Laudan Nooshin is Reader in Ethnomusicology in the Music Department at City University London, UK. Her research interests include creative processes in Iranian music; music and youth culture in Iran; music and gender; neo/post-colonialism and Orientalism; and music in Iranian cinema. Recent publications include Iranian Classical Music: The Discourses and Practice of Creativity (Ashgate Press, 2015), the edited volumes Music and the Play of Power in the Middle East, North Africa and Central Asia (2009, Ashgate Press) and The Ethnomusicology of Western Art Music (2013, Routledge), as well as book chapters and journal articles in Iranian StudiesEthnomusicology Forum and the Journal of the Royal Musical Association. Laudan is currently on the Editorial Boards of the Middle East Journal of Culture and Communication (Brill) and Ethnomusicology Forum (Routledge). She is also a Council Member of the Royal Musical Association.
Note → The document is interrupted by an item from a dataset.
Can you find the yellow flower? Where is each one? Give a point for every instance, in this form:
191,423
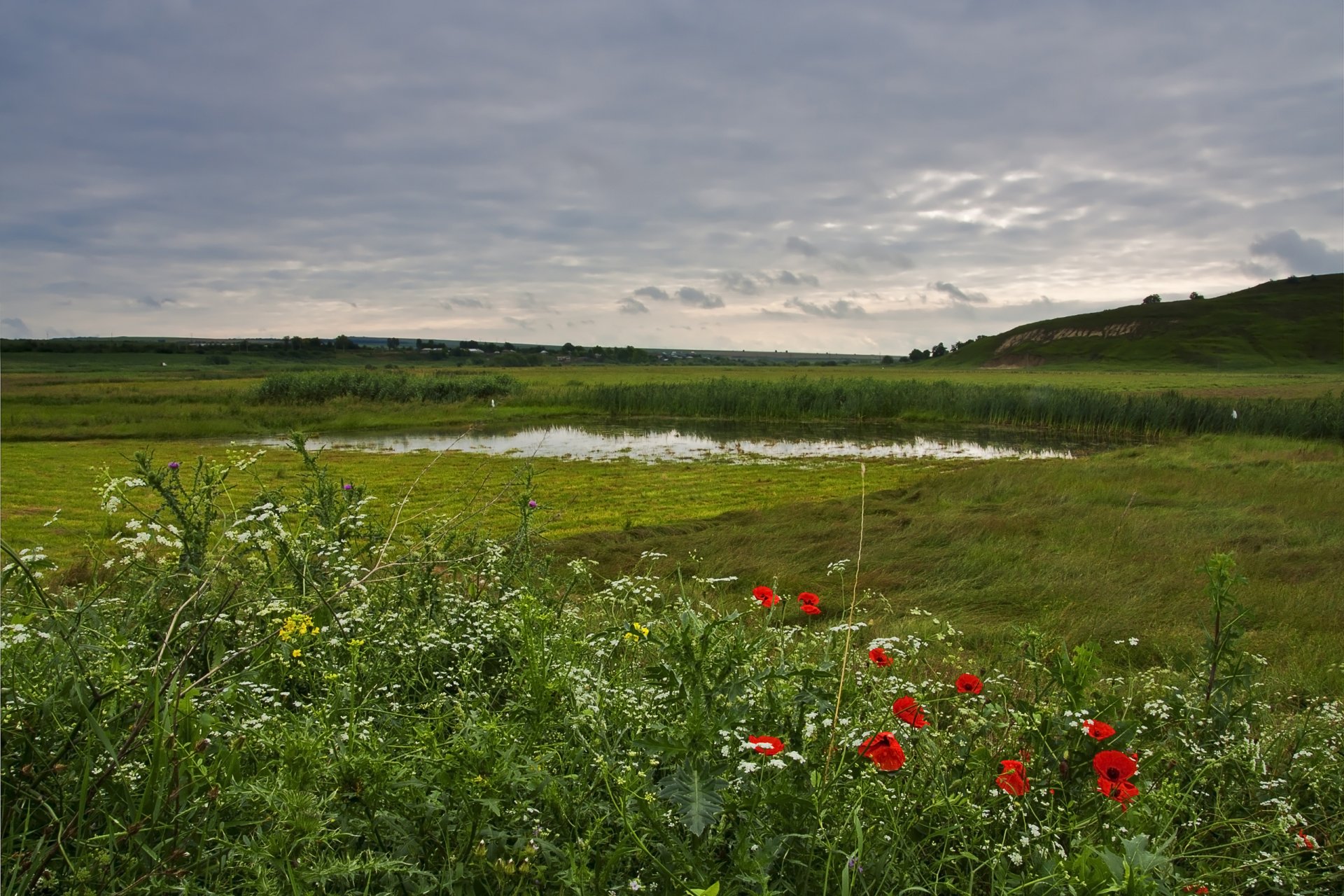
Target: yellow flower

From 2006–9 she was a member of the International Advisory Panel of the Journal of the Royal Musical Association and between 2007–11 was co-Editor of Ethnomusicology Forum


Commendation Book Prize 2016: Villepastour, Amanda. The Yorùbá God of Drumming. Transatlantic Perspectives on the Wood that Talks. University Press of Mississippi, 2015. 


The Yorùbá God of Drumming is a multifaceted book with an emphasis on collaboration, deeply immersed in Yorùbá studies. It shows meticulous attention to detail and is densely referenced, with a strong sense of passion for the subject. It supports writing from practitioners whose voices might otherwise not be heard, including them as the authors rather than informants, showing impressive editorial skill in making this a coherent book while retaining a diversity of experience and communication styles.
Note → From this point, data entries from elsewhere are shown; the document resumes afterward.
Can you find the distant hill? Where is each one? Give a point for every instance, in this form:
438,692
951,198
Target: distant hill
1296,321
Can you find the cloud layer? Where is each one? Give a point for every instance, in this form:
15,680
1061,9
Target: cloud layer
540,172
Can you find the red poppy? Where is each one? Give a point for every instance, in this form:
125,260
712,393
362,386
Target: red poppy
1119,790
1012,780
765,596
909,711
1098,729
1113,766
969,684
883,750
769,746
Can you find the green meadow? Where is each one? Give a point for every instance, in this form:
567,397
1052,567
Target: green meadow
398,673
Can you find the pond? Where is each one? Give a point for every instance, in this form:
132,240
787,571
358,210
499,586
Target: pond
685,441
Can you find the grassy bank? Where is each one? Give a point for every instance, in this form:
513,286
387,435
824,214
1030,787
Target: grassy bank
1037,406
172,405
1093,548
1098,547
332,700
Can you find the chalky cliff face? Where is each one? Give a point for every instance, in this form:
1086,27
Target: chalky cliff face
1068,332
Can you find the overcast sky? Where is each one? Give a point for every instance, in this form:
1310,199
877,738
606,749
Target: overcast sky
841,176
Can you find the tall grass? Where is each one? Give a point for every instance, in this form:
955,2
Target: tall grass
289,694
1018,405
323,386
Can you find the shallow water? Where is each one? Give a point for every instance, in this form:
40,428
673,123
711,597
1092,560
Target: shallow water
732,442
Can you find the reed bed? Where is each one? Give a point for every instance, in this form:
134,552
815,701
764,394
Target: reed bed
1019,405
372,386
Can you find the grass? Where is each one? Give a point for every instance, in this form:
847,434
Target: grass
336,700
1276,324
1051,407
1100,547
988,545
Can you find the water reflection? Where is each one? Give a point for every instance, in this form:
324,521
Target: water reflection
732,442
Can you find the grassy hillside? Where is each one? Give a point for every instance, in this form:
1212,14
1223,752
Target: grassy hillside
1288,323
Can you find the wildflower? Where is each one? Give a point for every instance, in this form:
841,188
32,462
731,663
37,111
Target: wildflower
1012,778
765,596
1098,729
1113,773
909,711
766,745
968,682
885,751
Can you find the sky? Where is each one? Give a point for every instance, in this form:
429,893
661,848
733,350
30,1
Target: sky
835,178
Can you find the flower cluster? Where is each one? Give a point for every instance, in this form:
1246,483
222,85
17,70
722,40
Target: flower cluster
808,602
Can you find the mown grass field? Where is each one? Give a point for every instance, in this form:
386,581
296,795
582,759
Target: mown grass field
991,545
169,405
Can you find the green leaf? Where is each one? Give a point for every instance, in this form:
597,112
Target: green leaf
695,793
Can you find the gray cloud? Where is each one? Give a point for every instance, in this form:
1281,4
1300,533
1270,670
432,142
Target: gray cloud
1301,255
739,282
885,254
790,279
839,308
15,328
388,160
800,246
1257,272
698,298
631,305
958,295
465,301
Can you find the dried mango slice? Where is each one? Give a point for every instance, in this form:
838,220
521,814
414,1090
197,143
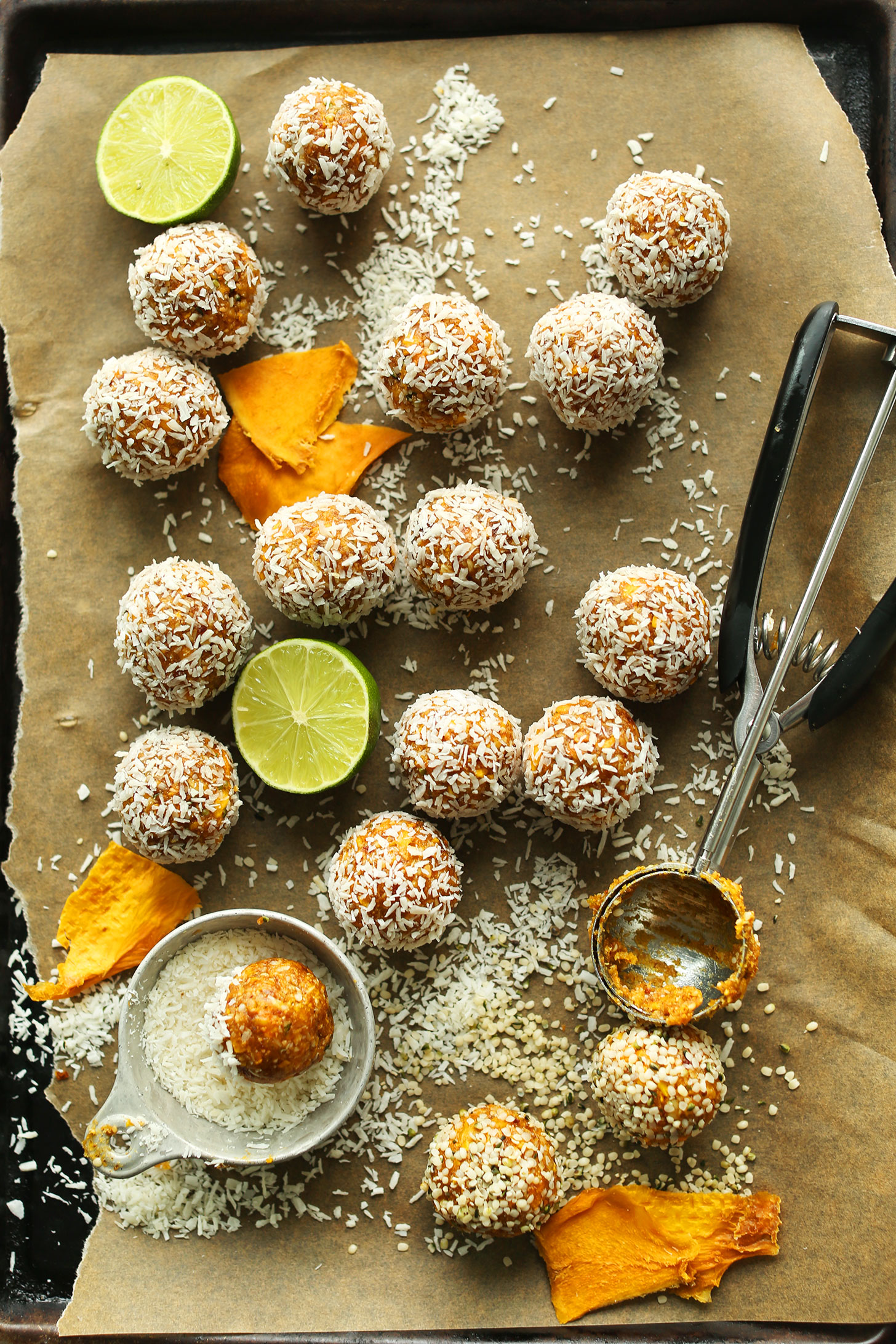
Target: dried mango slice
339,462
626,1241
285,402
118,914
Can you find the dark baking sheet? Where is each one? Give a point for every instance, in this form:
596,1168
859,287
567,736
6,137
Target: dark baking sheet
855,47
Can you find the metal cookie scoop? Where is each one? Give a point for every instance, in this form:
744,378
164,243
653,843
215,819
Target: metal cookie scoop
672,944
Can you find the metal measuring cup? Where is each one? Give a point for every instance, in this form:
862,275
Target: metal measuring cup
671,944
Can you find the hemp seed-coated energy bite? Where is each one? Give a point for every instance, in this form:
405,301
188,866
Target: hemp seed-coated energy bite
327,561
153,413
444,363
597,358
666,237
644,632
183,632
394,882
198,289
492,1170
468,547
458,754
178,794
589,762
657,1085
331,144
278,1019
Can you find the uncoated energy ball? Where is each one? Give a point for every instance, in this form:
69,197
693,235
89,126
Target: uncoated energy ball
331,144
278,1019
444,363
198,289
598,358
666,237
644,632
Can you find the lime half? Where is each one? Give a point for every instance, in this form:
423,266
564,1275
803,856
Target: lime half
306,715
170,152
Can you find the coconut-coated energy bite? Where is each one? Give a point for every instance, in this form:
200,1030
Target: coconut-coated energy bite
492,1170
589,762
458,754
153,413
657,1085
666,236
444,363
177,793
331,144
183,632
198,289
394,882
468,547
327,561
644,632
278,1019
597,358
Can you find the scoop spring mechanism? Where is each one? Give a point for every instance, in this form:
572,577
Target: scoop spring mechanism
769,639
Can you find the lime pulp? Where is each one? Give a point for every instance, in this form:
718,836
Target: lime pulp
306,715
170,152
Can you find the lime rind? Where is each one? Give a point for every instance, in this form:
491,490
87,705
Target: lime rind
170,152
306,715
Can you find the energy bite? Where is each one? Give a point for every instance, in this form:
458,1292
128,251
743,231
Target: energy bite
644,632
327,561
183,632
657,1085
198,289
492,1170
589,762
177,793
331,144
468,547
278,1019
394,882
458,754
444,363
597,358
666,236
153,413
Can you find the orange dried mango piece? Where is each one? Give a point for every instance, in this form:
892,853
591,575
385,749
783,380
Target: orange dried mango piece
339,460
285,402
626,1241
118,914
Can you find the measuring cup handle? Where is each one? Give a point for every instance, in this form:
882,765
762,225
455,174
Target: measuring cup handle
769,484
856,664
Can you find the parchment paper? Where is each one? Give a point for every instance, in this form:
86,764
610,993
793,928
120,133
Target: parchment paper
748,104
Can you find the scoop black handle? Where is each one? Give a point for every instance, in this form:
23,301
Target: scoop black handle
856,664
767,490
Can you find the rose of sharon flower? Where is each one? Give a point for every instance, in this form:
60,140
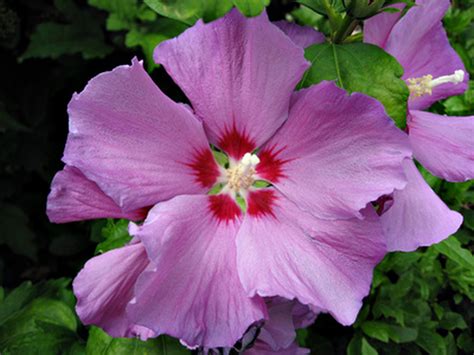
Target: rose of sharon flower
443,145
199,265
Amanda Villepastour trained as a composer at University of Western Australia then forged her first career as a keyboardist and songwriter with artists including Boy George, the Gang of Four, and Billy Bragg. Since completing her PhD in ethnomusicology at SOAS, University of London (2006), about sacred drumming in Nigeria and Cuba, she served as a founding curator at the Musical Instrument Museum (MIM) in Phoenix, Arizona. Villepastour is now a teacher/researcher in the School of Music, Cardiff University, Wales, and is the author of Ancient Text Messages of the Yorùbá Bàtá Drum (Ashgate 2010).




Congratulations Laudan and Amanda!




1st winner of the BFE Book Prize (2014):

Novak, David. Japanoise: Music at the Edge of Circulation. Durham: Duke University Press, 2013.

Japanoise, Novak, David, 1st winner of the BFE Book Prize (2014):


This prestigious award was presented at the BFE Annual General Meeting during the BFE annual conference at SOAS (July 2014). The BFE book committee (Martin Stokes, Simon Mills, and Hettie Malcomson) worked long and hard during the selection process, and were impressed by the extremely high quality of many of the books. In total, 17 monographs and 9 edited volumes were received, totalling 26 books, published in 2012 or 2013. The books were written by authors from diverse institutional backgrounds on subjects spanning the breadth of the current ethnomusicological field. Over half of these books were published by UK presses, with entries also with Chinese, German and US publishers. The BFE is grateful to all those who submitted books to this competition and looks forward to future contributions.  It especially wishes to thank the three judges who reviewed the submissions: Martin Stokes (Kings College London), Simon Mills (Durham University), and Hettie Malcomson, chair (Southampton University).